Quando ha commesso il reato di insolvenza fraudolenta, che ha innescato una vicenda kafkiana, aveva 25 anni. Ora Roberto, che chiede di essere citato con un nome di fantasia per "evitare ulteriori conseguenze sul lavoro e nella vita privata", di anni ne ha 38, si è costruito una vita lasciandosi alle spalle l’errore del passato. È arrivato, però, il conto da pagare, dopo processi che si sono trascinati per anni per forza di inerzia fino alla sentenza della Cassazione che il 20 dicembre 2019 ha reso definitiva la condanna a sei mesi di reclusione.
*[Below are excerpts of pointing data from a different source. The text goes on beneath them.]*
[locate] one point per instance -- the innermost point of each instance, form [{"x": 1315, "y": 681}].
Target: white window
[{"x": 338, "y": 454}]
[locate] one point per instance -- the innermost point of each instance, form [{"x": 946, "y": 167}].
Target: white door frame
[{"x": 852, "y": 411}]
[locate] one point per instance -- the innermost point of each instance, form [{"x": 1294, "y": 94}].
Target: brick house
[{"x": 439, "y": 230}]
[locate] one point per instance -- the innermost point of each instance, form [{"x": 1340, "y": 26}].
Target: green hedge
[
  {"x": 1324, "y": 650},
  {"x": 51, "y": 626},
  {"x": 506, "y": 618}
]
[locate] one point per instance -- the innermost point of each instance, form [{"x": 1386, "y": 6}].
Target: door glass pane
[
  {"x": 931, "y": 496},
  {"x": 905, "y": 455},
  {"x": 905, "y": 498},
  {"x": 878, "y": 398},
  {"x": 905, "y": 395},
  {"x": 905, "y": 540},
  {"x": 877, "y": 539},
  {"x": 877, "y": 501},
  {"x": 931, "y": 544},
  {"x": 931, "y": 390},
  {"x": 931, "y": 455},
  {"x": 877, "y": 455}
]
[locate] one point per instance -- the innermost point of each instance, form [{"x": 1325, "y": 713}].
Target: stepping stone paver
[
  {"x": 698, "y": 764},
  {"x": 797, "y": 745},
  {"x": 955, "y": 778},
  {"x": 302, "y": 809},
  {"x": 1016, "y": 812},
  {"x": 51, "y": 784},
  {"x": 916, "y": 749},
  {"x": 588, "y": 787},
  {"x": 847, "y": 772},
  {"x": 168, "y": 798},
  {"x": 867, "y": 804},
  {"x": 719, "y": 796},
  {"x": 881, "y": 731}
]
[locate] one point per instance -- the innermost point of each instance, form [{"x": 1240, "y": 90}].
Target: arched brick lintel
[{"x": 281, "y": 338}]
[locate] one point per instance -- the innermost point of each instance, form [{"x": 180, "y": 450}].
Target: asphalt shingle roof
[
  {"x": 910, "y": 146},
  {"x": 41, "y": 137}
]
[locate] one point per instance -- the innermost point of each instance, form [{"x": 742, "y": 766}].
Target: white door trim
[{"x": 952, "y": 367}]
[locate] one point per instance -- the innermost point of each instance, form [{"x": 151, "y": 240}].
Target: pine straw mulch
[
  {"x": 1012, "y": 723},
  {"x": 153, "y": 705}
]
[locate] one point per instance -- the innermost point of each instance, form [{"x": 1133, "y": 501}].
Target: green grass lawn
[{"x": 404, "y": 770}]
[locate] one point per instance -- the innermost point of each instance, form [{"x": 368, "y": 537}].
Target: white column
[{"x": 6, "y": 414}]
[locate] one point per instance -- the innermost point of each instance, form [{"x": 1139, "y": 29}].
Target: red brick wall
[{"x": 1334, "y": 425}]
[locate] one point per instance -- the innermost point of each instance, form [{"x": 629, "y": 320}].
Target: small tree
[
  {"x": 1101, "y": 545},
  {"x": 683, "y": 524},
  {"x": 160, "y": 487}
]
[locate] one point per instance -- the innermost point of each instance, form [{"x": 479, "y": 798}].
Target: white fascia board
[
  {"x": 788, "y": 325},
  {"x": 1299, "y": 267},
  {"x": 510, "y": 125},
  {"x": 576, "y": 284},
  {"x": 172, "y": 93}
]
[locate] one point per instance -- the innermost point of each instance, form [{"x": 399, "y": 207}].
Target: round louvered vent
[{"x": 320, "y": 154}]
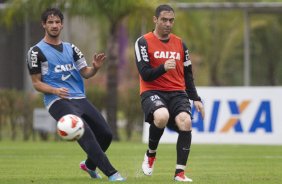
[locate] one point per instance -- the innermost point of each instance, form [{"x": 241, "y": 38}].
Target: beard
[{"x": 53, "y": 34}]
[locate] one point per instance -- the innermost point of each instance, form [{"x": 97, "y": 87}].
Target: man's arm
[
  {"x": 189, "y": 82},
  {"x": 188, "y": 75},
  {"x": 34, "y": 59},
  {"x": 45, "y": 88},
  {"x": 143, "y": 63}
]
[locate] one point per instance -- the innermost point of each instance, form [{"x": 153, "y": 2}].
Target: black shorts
[
  {"x": 85, "y": 110},
  {"x": 175, "y": 101}
]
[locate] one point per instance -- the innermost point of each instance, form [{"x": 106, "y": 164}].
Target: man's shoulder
[{"x": 175, "y": 37}]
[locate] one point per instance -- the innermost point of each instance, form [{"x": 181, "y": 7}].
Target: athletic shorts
[
  {"x": 175, "y": 101},
  {"x": 82, "y": 108}
]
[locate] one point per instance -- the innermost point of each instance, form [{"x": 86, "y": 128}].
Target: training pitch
[{"x": 58, "y": 162}]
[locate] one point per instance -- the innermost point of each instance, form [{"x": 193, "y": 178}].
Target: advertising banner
[{"x": 235, "y": 115}]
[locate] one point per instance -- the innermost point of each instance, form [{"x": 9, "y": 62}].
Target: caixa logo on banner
[{"x": 227, "y": 115}]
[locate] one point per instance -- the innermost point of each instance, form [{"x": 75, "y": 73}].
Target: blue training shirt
[{"x": 60, "y": 69}]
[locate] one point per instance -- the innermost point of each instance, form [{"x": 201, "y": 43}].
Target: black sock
[
  {"x": 155, "y": 135},
  {"x": 183, "y": 148},
  {"x": 151, "y": 154},
  {"x": 178, "y": 171}
]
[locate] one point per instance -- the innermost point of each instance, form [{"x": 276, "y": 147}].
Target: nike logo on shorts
[{"x": 65, "y": 77}]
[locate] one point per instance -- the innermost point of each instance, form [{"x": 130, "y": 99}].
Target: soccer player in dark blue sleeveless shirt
[{"x": 57, "y": 70}]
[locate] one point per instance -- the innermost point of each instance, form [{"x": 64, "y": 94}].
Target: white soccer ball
[{"x": 70, "y": 127}]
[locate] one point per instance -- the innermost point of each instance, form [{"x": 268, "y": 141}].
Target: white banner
[{"x": 235, "y": 115}]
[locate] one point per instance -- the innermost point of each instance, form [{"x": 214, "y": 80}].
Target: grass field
[{"x": 57, "y": 162}]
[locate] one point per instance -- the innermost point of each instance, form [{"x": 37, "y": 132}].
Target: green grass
[{"x": 57, "y": 162}]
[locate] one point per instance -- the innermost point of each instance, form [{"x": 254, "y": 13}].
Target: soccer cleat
[
  {"x": 181, "y": 177},
  {"x": 93, "y": 174},
  {"x": 148, "y": 165},
  {"x": 116, "y": 177}
]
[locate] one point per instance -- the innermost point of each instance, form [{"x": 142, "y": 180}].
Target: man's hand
[
  {"x": 62, "y": 92},
  {"x": 98, "y": 60},
  {"x": 200, "y": 108},
  {"x": 169, "y": 64}
]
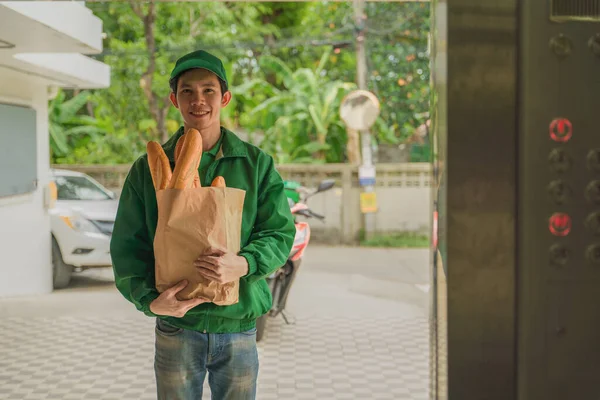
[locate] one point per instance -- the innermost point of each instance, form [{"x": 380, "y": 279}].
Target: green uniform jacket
[{"x": 266, "y": 239}]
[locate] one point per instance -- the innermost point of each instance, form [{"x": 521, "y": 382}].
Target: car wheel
[{"x": 61, "y": 272}]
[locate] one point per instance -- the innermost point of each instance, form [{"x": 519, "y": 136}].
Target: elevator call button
[
  {"x": 559, "y": 160},
  {"x": 561, "y": 130},
  {"x": 560, "y": 224}
]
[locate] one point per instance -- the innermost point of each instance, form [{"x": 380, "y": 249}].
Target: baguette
[
  {"x": 219, "y": 181},
  {"x": 160, "y": 169},
  {"x": 178, "y": 146},
  {"x": 186, "y": 167}
]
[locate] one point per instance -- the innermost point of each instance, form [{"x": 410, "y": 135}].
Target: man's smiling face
[{"x": 199, "y": 99}]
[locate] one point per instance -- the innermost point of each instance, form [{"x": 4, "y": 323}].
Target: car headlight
[{"x": 80, "y": 224}]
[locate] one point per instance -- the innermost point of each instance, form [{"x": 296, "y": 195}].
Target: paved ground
[{"x": 361, "y": 332}]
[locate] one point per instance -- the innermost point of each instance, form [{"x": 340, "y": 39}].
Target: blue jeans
[{"x": 183, "y": 358}]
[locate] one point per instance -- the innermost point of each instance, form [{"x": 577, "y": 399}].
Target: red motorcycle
[{"x": 280, "y": 282}]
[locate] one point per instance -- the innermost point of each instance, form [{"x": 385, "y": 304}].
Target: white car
[{"x": 82, "y": 222}]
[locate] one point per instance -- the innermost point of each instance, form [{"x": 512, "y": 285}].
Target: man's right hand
[{"x": 168, "y": 304}]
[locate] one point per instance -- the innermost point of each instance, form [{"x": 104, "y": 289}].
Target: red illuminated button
[
  {"x": 560, "y": 224},
  {"x": 561, "y": 130}
]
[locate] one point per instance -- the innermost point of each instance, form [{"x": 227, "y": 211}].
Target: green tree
[
  {"x": 300, "y": 113},
  {"x": 67, "y": 125}
]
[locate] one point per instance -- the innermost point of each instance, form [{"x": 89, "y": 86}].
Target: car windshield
[{"x": 78, "y": 188}]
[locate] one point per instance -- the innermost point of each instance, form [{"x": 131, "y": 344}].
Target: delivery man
[{"x": 195, "y": 337}]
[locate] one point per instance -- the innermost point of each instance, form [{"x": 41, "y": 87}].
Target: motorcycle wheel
[{"x": 261, "y": 322}]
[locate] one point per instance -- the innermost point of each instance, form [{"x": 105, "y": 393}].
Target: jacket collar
[{"x": 231, "y": 145}]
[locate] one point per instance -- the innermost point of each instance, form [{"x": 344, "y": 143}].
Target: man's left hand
[{"x": 221, "y": 266}]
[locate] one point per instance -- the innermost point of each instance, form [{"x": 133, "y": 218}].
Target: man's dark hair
[{"x": 173, "y": 84}]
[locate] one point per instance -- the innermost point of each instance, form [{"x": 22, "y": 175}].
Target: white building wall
[{"x": 25, "y": 256}]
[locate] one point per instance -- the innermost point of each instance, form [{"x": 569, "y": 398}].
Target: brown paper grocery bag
[{"x": 189, "y": 222}]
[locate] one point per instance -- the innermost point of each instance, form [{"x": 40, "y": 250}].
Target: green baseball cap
[{"x": 200, "y": 59}]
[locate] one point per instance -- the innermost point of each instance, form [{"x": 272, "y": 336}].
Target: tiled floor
[{"x": 355, "y": 346}]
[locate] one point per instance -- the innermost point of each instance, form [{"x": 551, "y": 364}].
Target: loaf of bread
[
  {"x": 178, "y": 146},
  {"x": 160, "y": 169},
  {"x": 186, "y": 165}
]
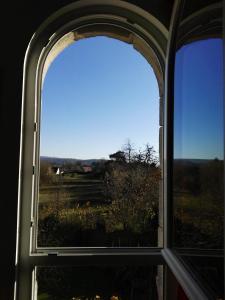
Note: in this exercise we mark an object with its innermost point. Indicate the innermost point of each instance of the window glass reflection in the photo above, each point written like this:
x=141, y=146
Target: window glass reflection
x=97, y=283
x=198, y=176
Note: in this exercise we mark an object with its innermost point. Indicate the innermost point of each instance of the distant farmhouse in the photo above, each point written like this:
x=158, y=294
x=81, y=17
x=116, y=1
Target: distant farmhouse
x=57, y=170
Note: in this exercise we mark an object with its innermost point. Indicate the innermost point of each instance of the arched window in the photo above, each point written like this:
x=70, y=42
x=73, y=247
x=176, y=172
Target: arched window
x=107, y=231
x=102, y=265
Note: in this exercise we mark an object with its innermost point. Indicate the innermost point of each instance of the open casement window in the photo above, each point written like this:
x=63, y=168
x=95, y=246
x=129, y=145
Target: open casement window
x=173, y=268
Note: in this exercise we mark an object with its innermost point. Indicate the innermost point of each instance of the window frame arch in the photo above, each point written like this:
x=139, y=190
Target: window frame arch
x=118, y=19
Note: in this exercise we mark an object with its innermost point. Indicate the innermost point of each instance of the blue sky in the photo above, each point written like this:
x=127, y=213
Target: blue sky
x=98, y=93
x=198, y=130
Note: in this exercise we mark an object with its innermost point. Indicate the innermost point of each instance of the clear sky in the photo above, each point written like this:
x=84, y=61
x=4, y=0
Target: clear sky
x=98, y=93
x=198, y=131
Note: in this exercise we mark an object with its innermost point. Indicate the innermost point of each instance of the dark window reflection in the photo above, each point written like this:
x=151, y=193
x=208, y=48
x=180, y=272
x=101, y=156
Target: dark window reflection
x=96, y=283
x=198, y=156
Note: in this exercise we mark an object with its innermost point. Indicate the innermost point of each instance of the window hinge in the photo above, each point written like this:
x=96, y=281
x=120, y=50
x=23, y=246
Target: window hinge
x=35, y=127
x=53, y=254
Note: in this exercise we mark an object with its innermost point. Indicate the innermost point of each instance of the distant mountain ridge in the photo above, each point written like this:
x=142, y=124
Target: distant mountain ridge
x=61, y=160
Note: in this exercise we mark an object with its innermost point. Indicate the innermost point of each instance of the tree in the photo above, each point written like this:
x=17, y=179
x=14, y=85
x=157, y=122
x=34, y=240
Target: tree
x=133, y=187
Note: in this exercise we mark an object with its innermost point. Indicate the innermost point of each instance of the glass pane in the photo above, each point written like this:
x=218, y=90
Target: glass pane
x=198, y=166
x=99, y=168
x=97, y=283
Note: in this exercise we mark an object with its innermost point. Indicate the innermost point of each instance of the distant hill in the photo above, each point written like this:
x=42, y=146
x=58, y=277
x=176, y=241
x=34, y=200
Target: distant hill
x=61, y=161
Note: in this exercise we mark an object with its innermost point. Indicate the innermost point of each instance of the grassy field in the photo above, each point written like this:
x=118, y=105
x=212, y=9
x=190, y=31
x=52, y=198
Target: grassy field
x=75, y=211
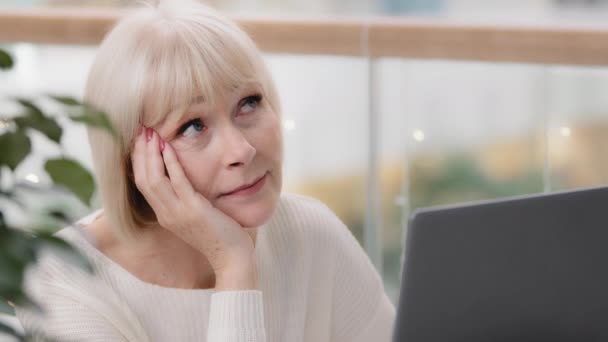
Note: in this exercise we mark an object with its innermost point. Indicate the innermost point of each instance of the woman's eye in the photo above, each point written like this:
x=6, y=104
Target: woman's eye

Nei giorni scorsi il Tribunale di sorveglianza di Milano ha disposto l’affidamento in prova ai servizi sociali, una misura alternativa alla detenzione che ha l’obiettivo di evitare il carcere, nei reati minori, favorendo il reinserimento sociale.
Roberto è consapevole che i sei mesi vanno scontati, ma solleva il tema dei tempi: è ragionevole arrivare a una misura, con limitazioni della libertà personale, a 13 anni di distanza dalla commissione del reato e a quasi cinque dalla sentenza definitiva? "Non sto a sindacare se sia giusto o sbagliato pagare per la propria colpa – spiega – perché se dopo tre gradi di giudizio si è arrivati al cosiddetto “oltre ogni ragionevole dubbio” la pena va espiata. La questione che pongo è se l’affidamento in prova, a così tanti anni di distanza, è la soluzione più adatta per reinserirsi favorevolmente nella società". Roberto, che vive in un paese nel Milanese, ha un lavoro in ambito sociale e da anni spende il suo tempo libero in attività di volontariato. Le restrizioni agli spostamenti imposte dal Tribunale, così come le altre prescrizioni, rischiano di sconvolgere la sua vita. La vicenda trae origine dal mancato pagamento, dalle rate di un finanziamento contratto con la sua firma per conto dei familiari, all’epoca titolari di una piccola impresa. Rate che, in un momento di difficoltà economica, non sono state più saldate. I debiti si sono accumulati, la denuncia della finanziaria ha dato origine al processo con al centro il reato di insolvenza fraudolenta e la conseguente condanna a sei mesi di reclusione. Sentenza poi confermata dalla Corte d’Appello di Milano e infine dalla Cassazione, che nel 2019 ha respinto il ricorso dichiarandolo "inammissibile per l’assoluta genericità e la manifesta infondatezza dei motivi" che riproponevano "argomentazioni già prospettate" nei precedenti gradi di giudizio.
Partita chiusa, quindi, e sentenza da scontare. Solo che dal 2019 sono seguiti anni di silenzio, complice anche la pandemia che ha rallentato ulteriormente l’iter di casi non connotati da urgenza, fino alla notifica del Tribunale di sorveglianza arrivata a sorpresa per l’uomo che, nel frattempo, non ha più avuto problemi con la giustizia. Tra le prescrizioni da osservare, si legge nel provvedimento, il rientro in casa entro le 23 "con divieto di uscire fino al mattino successivo se non per comprovate gravi necessità". Il divieto, difficile da osservare per chi lavora in campo sociale ed è impegnato nel volontariato, di "frequentare pregiudicati, tossicodipendenti, soggetti sottoposti a misure alternative, cautelari, di sicurezza o di prevenzione". Poi ci sono i controlli notturni delle forze dell’ordine a domicilio, per verificare il rispetto delle prescrizioni, e l’impegno in "lavori socialmente utili" da concordare con l’Ufficio esecuzione penale esterna (Uepe) di Milano, uno degli uffici al centro di proteste sindacali per la cronica carenza di organico.
"È un reinserimento reale – si chiede Roberto – avere tra le prescrizioni controlli notturni a campione da parte delle forze dell’ordine? È reinserimento reale avere l’impossibilità di viaggiare al di fuori della Lombardia quando ormai il mio lavoro mi porta anche fuori regione? E ancora è reinserimento reale dover per forza raccontare a tutte le persone che mi sono accanto oggi un pezzo della mia vita da dimenticare?". Un appello che Roberto rivolge anche al ministro della Giustizia Carlo Nordio. "Bisognerebbe avere abbastanza denaro per poter ricorrere alla Corte europea dei diritti dell’uomo - è l’amara conclusione – con in mano la nostra Costituzione".